Glycemic control and cardiovascular benefit: What do we know today?

First published in Deutsche Medizinische Wochenschrift on 2010 Feb.
Dtsch Med Wochenschr. 2010 Feb;135(7):301-7. doi: 10.1055/s-0029-1244853. 

Authors: Hanefeld M, Schönauer M, Forst T

Abstract

It is still a much debated question whether antidiabetic therapy to target normal glycated hemoglobin levels would reduce cardiovascular events in patients with advanced type 2 diabetes. New findings result from ACCORD, ADVANCE and VADT. These trials reveal that microvascular and macrovascular effects of intensive glucose lowering have to be considered separately: Glycemic control convincingly demonstrated to have a protective impact on microvascular complications, especially nephropathy. However, macrovascular benefits remain doubtful in these megatrials and have to be considered in connection with the individual global risk.

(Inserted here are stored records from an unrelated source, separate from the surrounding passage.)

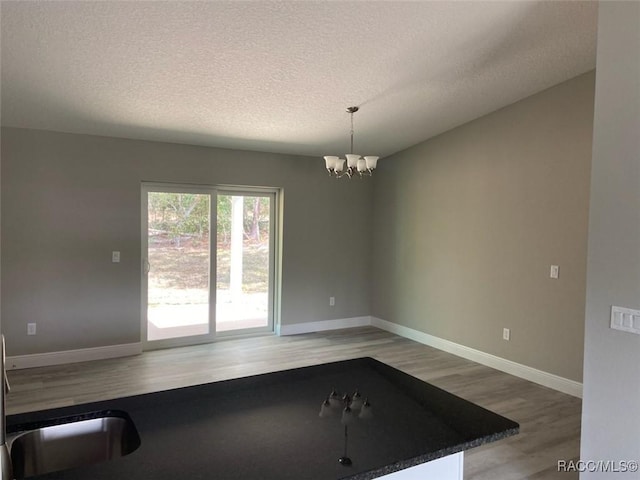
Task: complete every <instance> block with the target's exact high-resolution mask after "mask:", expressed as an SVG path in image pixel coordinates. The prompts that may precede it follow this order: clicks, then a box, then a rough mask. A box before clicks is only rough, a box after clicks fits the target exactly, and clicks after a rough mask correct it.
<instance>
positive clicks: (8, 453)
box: [0, 335, 13, 480]
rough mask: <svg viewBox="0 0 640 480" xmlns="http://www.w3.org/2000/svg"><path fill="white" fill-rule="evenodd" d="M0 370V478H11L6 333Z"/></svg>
mask: <svg viewBox="0 0 640 480" xmlns="http://www.w3.org/2000/svg"><path fill="white" fill-rule="evenodd" d="M0 350H2V351H1V352H0V363H1V365H0V370H1V371H2V384H3V385H2V388H0V480H11V479H12V478H13V472H12V468H11V455H10V454H9V447H8V446H7V422H6V405H5V396H6V394H7V393H9V390H10V387H9V379H8V378H7V370H6V367H5V363H6V354H5V348H4V335H2V341H1V342H0Z"/></svg>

On the other hand, the Diabetes Intervention Study (DIS) and UKpharmacodynamicsS 10-year follow-up results yielded better cardiovascular outcomes for those patients who received intensive glucose-lowering therapy very early after diabetes diagnosis, but the favourable influences did not manifest until a time period of 1 – 2 decades.
 
For the first time, the cardiovascular benefit of an antidiabetic substance (pioglitazone) could be verified in the large-scale outcome-trial PROactive for patients with advanced diabetes and multiple manifestations of macroangiopathy. The results provide strong support for a beneficial influence on macrovascular complications just under 3 years of treatment. Nevertheless, the positive findings did not result from better glycemic control, but from the complexity of effects of PPARgamma agonist pioglitazone on insulin resistance, lipoprotein spectrum, blood pressure, endothelial function and biomarkers of subclinical inflammation. It is obvious that we need to integrate such pleiotropic effects on metabolic syndrome and cardiovascular disease to improve the quality of drug-therapy decisions. This, in turn, requires a growing body of evidence from large, long-term outcome trials – but appropriate data are still unavailable for the vast majority of antidiabetic drugs.